10. Power of labor suppressed or eliminated. Since
organized labor was seen as the one power center that could challenge
the political hegemony of the ruling elite and its corporate allies, it
was inevitably crushed or made powerless. The poor formed an underclass,
viewed with suspicion or outright contempt. Under some regimes, being
poor was considered akin to a vice.
11. Disdain and suppression of intellectuals and the
arts. Intellectuals and the inherent freedom of ideas and expression
associated with them were anathema to these regimes. Intellectual and
academic freedom were considered subversive to national security and the
patriotic ideal. Universities were tightly controlled; politically unreliable
faculty harassed or eliminated. Unorthodox ideas or expressions of dissent
were strongly attacked, silenced, or crushed. To these regimes, art and
literature should serve the national interest or they had no right to
exist.
12. Obsession with crime and punishment. Most of
these regimes maintained Draconian systems of criminal justice with huge
prison populations. The police were often glorified and had almost unchecked
power, leading to rampant abuse. “Normal” and political crime
were often merged into trumped-up criminal charges and sometimes used
against political opponents of the regime. Fear, and hatred, of criminals
or “traitors” was often promoted among the population as an
excuse for more police power.
13. Rampant cronyism and corruption. Those in business
circles and close to the power elite often used their position to enrich
themselves. This corruption worked both ways; the power elite would receive
financial gifts and property from the economic elite, who in turn would
gain the benefit of government favoritism. Members of the power elite
were in a position to obtain vast wealth from other sources as well: for
example, by stealing national resources. With the national security apparatus
under control and the media muzzled, this corruption was largely unconstrained
and not well understood by the general population.

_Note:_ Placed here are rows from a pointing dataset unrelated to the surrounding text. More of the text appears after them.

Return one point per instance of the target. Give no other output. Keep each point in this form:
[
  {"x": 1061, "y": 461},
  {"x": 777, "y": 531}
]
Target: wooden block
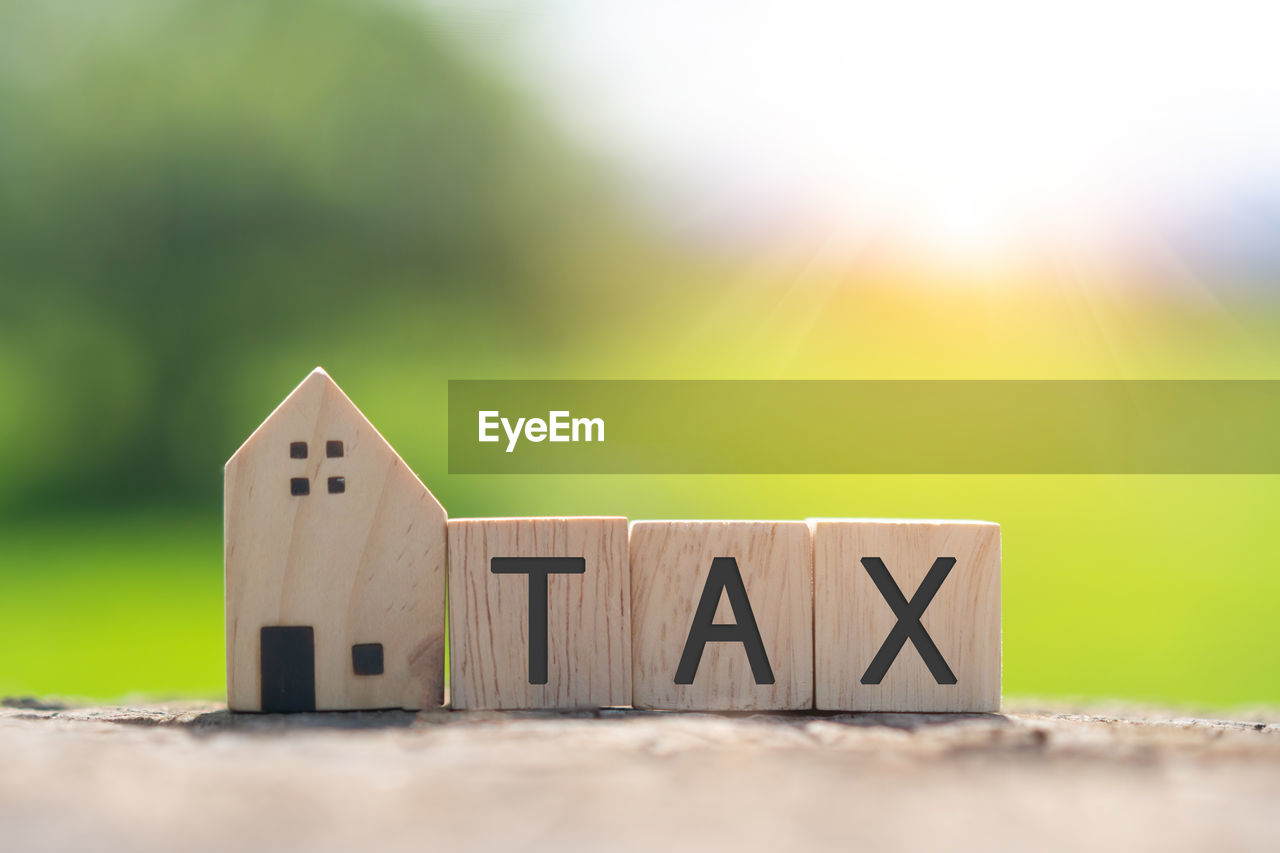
[
  {"x": 689, "y": 580},
  {"x": 334, "y": 565},
  {"x": 945, "y": 579},
  {"x": 539, "y": 612}
]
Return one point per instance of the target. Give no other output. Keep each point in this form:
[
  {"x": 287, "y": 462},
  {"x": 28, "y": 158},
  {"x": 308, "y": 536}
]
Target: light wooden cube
[
  {"x": 941, "y": 657},
  {"x": 499, "y": 569},
  {"x": 684, "y": 573}
]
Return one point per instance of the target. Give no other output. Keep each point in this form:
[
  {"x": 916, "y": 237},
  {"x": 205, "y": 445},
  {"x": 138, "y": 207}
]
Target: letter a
[{"x": 723, "y": 578}]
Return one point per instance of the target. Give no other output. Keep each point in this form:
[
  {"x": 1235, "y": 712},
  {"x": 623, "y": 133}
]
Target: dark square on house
[{"x": 366, "y": 658}]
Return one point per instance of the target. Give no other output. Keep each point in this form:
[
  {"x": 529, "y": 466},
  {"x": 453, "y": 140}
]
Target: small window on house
[{"x": 366, "y": 658}]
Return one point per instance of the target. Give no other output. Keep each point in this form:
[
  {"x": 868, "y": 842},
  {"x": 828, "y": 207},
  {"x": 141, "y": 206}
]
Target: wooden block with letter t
[
  {"x": 539, "y": 612},
  {"x": 906, "y": 615},
  {"x": 722, "y": 615}
]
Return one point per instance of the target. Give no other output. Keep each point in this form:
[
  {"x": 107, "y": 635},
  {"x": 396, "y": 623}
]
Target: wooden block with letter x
[
  {"x": 722, "y": 615},
  {"x": 906, "y": 615},
  {"x": 539, "y": 612}
]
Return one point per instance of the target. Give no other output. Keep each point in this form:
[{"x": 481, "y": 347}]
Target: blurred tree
[{"x": 188, "y": 185}]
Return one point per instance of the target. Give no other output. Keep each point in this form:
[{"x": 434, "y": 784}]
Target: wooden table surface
[{"x": 190, "y": 776}]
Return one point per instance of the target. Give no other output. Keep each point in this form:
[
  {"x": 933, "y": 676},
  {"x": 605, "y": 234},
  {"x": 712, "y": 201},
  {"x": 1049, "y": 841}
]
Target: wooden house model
[{"x": 334, "y": 565}]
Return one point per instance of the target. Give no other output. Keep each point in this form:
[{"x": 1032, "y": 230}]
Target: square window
[{"x": 366, "y": 658}]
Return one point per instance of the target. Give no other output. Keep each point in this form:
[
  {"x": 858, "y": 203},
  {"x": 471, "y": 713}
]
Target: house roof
[{"x": 318, "y": 386}]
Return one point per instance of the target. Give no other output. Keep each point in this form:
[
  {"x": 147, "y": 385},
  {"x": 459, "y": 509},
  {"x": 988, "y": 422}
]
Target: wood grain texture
[
  {"x": 588, "y": 615},
  {"x": 853, "y": 617},
  {"x": 366, "y": 565},
  {"x": 670, "y": 566}
]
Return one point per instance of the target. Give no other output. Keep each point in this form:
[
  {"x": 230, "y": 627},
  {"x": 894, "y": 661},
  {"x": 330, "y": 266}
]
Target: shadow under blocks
[{"x": 338, "y": 557}]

14. Fraudulent elections. Elections in the form
of plebiscites or public opinion polls were usually bogus. When actual
elections with candidates were held, they would usually be perverted by
the power elite to get the desired result. Common methods included maintaining
control of the election machinery, intimidating and disenfranchising opposition
voters, destroying or disallowing legal votes, and, as a last resort,
turning to a judiciary beholden to the power elite.
Does any of this ring alarm bells? Of course not. After all,
this is America, officially a democracy with the rule of law, a constitution,
a free press, honest elections, and a well-informed public constantly being
put on guard against evils. Historical comparisons like these are just exercises
in verbal gymnastics. Maybe, maybe not.
Laurence W. Britt
Note
1. Defined as a “political movement or regime tending
toward or imitating Fascism”—Webster’s Unabridged Dictionary.